[
https://issues.apache.org/jira/browse/TIKA-741?page=com.atlassian.jira.plugin.system.issuetabpanels:all-tabpanel
]
Jukka Zitting resolved TIKA-741.
--------------------------------
Resolution: Fixed
Fix Version/s: 1.0
Assignee: Jukka Zitting
In revision 1179254 I increased the default permitted XML nesting level to 100
and introduced a separate limit of at most 10 nested <div
class="package-entry"> elements to catch excessive nesting of package formats.
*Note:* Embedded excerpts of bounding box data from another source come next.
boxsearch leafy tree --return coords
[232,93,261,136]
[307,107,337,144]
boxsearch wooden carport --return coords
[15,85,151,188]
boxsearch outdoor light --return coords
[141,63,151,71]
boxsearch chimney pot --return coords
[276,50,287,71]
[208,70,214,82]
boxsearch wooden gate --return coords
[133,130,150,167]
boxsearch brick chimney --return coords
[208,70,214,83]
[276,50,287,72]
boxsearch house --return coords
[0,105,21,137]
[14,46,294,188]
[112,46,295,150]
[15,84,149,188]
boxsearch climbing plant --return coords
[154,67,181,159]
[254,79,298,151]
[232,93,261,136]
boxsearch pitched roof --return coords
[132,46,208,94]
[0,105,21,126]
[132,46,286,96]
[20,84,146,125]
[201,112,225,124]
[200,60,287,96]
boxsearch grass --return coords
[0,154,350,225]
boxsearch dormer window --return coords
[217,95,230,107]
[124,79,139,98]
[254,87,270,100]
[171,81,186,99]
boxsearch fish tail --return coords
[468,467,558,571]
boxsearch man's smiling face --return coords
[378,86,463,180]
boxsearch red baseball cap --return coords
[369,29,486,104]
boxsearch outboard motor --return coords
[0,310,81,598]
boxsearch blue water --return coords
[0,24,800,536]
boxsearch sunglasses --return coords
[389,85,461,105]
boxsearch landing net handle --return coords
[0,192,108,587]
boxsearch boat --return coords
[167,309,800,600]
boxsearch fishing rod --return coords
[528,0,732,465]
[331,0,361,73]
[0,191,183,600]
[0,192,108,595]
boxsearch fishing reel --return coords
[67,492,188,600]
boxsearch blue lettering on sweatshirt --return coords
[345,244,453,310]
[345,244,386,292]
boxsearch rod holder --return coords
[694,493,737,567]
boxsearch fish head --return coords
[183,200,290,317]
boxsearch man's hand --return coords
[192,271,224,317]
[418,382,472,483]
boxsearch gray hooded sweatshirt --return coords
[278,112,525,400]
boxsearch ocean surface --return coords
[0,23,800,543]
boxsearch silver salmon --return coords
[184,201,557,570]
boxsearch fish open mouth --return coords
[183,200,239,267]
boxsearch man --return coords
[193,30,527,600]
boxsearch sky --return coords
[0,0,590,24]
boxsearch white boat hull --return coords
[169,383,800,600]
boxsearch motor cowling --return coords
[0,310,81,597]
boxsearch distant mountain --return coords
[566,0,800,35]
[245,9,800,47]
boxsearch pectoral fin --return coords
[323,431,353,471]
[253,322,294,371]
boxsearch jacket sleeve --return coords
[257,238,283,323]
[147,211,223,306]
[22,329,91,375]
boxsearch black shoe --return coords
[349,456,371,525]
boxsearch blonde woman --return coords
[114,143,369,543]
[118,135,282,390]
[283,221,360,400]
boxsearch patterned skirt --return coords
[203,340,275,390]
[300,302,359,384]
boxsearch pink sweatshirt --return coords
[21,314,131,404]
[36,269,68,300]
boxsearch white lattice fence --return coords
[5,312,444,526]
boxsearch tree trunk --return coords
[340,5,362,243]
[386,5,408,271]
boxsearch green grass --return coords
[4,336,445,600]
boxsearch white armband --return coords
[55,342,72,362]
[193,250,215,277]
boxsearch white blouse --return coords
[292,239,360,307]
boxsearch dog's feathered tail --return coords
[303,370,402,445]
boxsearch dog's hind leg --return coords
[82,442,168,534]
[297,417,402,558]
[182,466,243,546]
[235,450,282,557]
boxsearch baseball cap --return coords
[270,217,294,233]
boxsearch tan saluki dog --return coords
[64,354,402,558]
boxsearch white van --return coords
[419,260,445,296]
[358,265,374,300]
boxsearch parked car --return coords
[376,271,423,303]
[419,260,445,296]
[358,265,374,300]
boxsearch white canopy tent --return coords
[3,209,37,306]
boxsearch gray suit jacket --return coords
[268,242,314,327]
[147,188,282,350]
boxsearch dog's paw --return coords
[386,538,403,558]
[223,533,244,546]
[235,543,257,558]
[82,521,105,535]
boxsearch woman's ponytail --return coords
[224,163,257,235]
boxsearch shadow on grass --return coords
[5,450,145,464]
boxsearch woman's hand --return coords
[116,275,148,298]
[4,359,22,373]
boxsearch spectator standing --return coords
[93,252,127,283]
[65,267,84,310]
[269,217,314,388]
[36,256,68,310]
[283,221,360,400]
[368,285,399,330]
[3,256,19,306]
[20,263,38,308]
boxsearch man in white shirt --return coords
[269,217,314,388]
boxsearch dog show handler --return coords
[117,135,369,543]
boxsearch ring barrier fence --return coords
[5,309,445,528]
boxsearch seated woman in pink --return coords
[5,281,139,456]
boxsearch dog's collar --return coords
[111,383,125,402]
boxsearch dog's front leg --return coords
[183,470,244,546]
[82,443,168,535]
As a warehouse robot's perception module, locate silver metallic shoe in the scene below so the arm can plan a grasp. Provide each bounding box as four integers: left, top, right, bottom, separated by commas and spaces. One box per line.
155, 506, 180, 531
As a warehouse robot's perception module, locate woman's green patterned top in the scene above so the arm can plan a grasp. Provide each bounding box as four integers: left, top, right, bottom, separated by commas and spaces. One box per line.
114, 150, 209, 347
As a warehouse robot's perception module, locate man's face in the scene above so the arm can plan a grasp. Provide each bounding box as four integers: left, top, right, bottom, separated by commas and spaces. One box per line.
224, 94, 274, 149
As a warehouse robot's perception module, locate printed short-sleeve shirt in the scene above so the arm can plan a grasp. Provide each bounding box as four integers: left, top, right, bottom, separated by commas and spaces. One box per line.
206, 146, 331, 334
The maximum nesting limits can be set directly on on the SecureContentHandler
level, but are not currently configurable if you're using the Tika facade or
the AutoDetectParser class. I'd like to come up with default settings that work
for all practical cases before we consider adding such low level configuration
options to the higher level APIs.
> "Zip bomb" (XML nesting) detection is too strict
> ------------------------------------------------
>
> Key: TIKA-741
> URL: https://issues.apache.org/jira/browse/TIKA-741
> Project: Tika
> Issue Type: Bug
> Components: parser
> Affects Versions: 0.10
> Reporter: Erik Hetzner
> Assignee: Jukka Zitting
> Priority: Minor
> Fix For: 1.0
>
>
> I get "zip bomb" errors from many HTML documents, e.g.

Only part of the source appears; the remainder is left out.